Hayat dışı sigortada bazı sorunlar yaşanıyor sanırım.
- Yıllardır yapılan yanlışlık hálá sürüyor. Sigorta şirketi aracılara poliçeyi hazırlıyor. Bazen de aracı poliçeyi sigorta şirketinin koşullarında kendisi düzenliyor ve poliçe sahibine sunuyor. Poliçe sahibi bu bedeli acenteye geçiyor, acente de sigorta şirketine aktarıyor. Kağıt üstünda güzel, ama poliçe sahibinden bedeli almak için acenta vaktini ve gücünü harcıyor, şirket de acenteden bu parayı toplamak için zaman ve güç harcıyor. Bu da sigorta şirketinin poliçe sahibine verilecek hizmeti aksatıyor ve geciktiriyor.
Ne yapmak lazım?
- Şu anda sağlık sigortalarında poliçe sahibi primini direk sigorta şirketine ödüyor. Prim ödemesinde normalin üzerinde gecikme olursa hizmet hemen duruyor. Aracı sadece hakettiği komisyonu şirketten alıyor tahsilata karışmıyor. Sistem burada güzel işliyor. O zaman bu sistem niye hayat dışında da denenmesin? Acentalar tahsilatı poliçe sahibiyle arasındaki pazarlamanın parçası olarak görüyor ama bu olay artık çözümlenmeli. Örneğin bizim şu anda 6-7 trilyon lira alacağımız var.
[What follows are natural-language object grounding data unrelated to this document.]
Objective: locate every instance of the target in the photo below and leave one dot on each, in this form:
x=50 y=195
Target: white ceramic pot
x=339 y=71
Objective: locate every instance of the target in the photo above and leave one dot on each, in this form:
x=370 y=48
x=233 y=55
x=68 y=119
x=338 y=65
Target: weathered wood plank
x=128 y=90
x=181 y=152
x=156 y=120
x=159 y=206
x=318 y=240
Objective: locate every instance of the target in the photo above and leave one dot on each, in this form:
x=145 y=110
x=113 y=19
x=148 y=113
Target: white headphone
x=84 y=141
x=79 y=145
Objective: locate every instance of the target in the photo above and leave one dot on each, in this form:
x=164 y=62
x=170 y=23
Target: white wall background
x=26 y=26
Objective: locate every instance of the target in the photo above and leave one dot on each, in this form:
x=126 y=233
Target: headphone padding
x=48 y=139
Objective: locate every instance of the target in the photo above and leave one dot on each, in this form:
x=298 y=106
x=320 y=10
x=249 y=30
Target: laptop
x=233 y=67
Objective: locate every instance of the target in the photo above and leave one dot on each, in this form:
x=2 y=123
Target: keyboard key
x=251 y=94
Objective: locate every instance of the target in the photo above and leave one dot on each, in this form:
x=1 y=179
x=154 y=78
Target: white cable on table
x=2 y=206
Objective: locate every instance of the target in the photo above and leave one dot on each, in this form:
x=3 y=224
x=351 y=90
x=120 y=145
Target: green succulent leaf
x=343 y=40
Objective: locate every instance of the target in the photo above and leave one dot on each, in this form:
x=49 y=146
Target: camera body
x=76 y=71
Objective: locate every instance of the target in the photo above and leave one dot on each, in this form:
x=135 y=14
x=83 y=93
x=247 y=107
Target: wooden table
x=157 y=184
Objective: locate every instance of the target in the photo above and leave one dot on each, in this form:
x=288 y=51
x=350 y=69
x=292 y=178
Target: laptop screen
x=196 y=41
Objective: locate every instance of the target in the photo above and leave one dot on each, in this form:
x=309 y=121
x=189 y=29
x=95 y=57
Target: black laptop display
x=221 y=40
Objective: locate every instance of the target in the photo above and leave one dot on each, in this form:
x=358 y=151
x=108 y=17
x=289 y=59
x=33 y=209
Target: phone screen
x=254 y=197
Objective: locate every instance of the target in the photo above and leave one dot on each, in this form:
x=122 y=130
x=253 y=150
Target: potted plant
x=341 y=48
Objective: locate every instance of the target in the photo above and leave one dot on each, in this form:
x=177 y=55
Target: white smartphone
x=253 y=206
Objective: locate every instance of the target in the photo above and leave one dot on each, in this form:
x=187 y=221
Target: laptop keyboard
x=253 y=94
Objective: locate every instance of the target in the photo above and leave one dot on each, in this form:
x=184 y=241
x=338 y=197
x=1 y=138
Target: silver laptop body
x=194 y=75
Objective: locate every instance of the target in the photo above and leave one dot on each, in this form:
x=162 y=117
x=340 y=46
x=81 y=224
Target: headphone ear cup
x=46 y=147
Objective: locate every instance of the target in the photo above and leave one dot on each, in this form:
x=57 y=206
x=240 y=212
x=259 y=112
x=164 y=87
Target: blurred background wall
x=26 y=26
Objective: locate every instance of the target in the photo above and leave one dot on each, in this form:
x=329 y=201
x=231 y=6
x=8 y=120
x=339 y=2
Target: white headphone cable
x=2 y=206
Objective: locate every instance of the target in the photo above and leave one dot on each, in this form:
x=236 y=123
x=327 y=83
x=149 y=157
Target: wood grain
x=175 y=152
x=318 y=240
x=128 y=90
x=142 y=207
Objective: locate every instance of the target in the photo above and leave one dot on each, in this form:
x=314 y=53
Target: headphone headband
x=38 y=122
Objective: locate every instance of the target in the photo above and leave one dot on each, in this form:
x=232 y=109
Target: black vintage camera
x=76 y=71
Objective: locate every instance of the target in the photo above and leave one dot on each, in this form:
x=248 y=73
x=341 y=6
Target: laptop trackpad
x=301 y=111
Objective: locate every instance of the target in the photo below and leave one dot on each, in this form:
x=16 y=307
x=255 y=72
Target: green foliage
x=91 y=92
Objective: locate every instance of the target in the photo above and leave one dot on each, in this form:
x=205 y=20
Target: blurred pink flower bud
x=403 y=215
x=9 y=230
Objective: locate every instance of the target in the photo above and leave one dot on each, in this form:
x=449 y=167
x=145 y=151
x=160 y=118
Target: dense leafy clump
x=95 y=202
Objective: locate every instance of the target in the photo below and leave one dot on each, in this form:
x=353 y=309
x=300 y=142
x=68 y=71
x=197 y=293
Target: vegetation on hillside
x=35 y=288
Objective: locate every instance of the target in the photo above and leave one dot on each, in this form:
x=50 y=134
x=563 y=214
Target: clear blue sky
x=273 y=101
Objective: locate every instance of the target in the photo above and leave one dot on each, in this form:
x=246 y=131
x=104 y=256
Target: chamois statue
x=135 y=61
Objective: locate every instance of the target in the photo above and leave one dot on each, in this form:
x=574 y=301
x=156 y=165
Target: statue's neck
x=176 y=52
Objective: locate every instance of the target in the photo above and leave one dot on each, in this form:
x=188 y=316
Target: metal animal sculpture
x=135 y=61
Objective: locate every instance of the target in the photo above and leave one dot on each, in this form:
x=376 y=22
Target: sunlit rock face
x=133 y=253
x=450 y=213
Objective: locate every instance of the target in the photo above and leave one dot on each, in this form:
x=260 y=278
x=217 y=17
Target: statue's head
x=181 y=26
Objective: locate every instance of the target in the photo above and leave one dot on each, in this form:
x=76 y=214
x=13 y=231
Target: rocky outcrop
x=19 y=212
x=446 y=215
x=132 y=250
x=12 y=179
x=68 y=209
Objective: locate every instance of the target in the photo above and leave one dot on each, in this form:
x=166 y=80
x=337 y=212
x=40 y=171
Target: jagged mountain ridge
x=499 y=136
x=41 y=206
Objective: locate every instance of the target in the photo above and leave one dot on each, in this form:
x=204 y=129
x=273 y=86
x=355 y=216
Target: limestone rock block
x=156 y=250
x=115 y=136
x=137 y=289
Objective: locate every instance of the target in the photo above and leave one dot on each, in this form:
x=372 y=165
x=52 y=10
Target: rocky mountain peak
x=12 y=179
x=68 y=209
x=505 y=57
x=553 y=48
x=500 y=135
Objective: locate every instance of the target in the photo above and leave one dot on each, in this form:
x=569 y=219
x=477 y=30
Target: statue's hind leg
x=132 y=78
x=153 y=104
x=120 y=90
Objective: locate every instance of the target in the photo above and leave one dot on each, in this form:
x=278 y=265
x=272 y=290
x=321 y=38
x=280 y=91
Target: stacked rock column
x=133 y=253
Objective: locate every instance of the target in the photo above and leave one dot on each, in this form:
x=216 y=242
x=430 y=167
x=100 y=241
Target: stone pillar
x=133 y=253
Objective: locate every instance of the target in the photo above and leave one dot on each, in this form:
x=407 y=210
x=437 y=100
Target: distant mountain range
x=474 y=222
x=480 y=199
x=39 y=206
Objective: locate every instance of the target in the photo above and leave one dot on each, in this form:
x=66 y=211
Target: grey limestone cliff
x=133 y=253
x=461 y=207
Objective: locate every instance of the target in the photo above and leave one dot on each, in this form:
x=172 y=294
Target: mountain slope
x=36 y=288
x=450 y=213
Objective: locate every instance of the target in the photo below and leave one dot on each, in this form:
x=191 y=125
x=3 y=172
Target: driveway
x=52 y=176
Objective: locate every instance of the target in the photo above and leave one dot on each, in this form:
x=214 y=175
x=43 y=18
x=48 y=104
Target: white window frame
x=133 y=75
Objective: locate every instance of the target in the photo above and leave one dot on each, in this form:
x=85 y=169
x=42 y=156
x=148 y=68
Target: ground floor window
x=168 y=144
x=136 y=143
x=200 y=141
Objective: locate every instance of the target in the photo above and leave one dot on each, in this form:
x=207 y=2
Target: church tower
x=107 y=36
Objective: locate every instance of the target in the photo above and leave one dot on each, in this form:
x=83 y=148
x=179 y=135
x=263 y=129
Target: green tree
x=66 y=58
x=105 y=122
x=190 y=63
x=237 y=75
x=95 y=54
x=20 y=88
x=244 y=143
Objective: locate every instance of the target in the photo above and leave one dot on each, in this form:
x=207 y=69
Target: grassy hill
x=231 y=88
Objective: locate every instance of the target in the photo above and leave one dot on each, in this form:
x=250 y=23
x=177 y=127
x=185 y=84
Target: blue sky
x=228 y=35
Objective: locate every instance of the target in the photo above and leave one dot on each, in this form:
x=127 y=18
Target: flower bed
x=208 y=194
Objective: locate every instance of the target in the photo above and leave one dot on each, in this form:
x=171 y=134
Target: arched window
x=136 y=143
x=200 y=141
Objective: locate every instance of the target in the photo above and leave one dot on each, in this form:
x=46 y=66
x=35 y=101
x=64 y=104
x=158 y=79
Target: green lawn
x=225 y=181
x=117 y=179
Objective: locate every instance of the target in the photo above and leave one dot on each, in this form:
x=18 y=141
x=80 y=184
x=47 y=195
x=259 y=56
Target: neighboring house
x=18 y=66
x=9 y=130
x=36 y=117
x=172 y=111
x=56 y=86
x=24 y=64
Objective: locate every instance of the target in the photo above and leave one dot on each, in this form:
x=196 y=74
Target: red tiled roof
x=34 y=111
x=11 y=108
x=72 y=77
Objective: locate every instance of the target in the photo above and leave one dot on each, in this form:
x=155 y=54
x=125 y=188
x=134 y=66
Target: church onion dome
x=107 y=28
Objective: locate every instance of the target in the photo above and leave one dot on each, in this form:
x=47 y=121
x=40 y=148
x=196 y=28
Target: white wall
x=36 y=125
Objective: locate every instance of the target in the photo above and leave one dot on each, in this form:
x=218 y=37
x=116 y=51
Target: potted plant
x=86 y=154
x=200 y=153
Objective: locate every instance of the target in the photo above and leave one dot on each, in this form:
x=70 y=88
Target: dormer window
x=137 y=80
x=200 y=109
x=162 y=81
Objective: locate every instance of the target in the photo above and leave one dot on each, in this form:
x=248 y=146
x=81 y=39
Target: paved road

Bu paranın hiç olmazsa yarısı kasada olsa hasarları daha hızlı öderiz.
Son dönemlerde zora düşen bazı tekstilcilerin fabrikalarını yakarak sigortadan para almak istediği öne sürülüyor.
- Biz de böyle bir olayla karşılaştık. Ama yangından çok bizi rahatsız eden hırsızlıklar. Kayıtlarınızda görünen malların bir kısmını fizikman yok ederek polise beyanla rapor tutturarak hırsızlık ihbarında bulunabilirsiniz. Müşterilerimizin çoğunu iyi niyetli kabul ediyoruz. Ama bu hırsızlıkların nedense hep kayıt kapanış zamanı olan aralık ayında olması bizi rahatsız ediyor. Nedense hırsızlar aralık ayını çok seviyor. Bu yüzden kendi içimizde dört kişilik bir istihbarat grubu kurduk. Bunlar polisten veya askeriyenin istihbarat bölümünden emekli olmuş arkadaşlarımız. Altlarında arabaları ve cep telefonlarıyla süphelendikleri hasarları araştırmakla görevliler. İnanılmaz olaylar da buluyorlar.
Bir örnek verebilir misiniz?
- Büyük bir otelin bir yanından su girerken, telefonla bir acentamıza çok büyük miktarda siorta yaptıran birini yakaladık. Acentamız geçmişte bu otelle büyük işler yaptığı için güvenerek telefonla poliçeyi düzenlemiş. Aynı şekilde fabrikası yanarken sigorta poliçe bedelini yükselten bir tüccarımızı da saptadık geçmişte... Tekstilde ve deride hırsızlık olayları çok görülüyor. Bu malların güneyde daha ucuza satıldığını duyuyoruz.
ERHAN DUMANLI
Erhan Dumanlı, 1948 Adana doğumlu. Talas ve Tarsus Amerikan Kolejleri'ni bitirdikten sonra 1972'de Boğaziçi Üniversitesi'nden mezun oldu. 1973 yılında aynı üniversitede master yaptı. İş hayatına Arthur Andersen'in Londra ofisinde başladı. 1981 yılında Pamukbank'a Genel Müdür Yardımcısı olarak geçti. 1983-1984 arasında Masel A.Ş.'de Genel Müdür ve Ekim 1987'ye kadar da Akbank Genel Müdür Yardımcılığı'nda bulundu. Bu tarihten itibaren de Halk Sigorta Genel Müdürlüğü'nü yürütüyor. Dumanlı ayrıca Halk Yaşam ve Halk Reasürans'ın Yönetim Kurulu Başkan Vekili ve Murahhas Üyesi.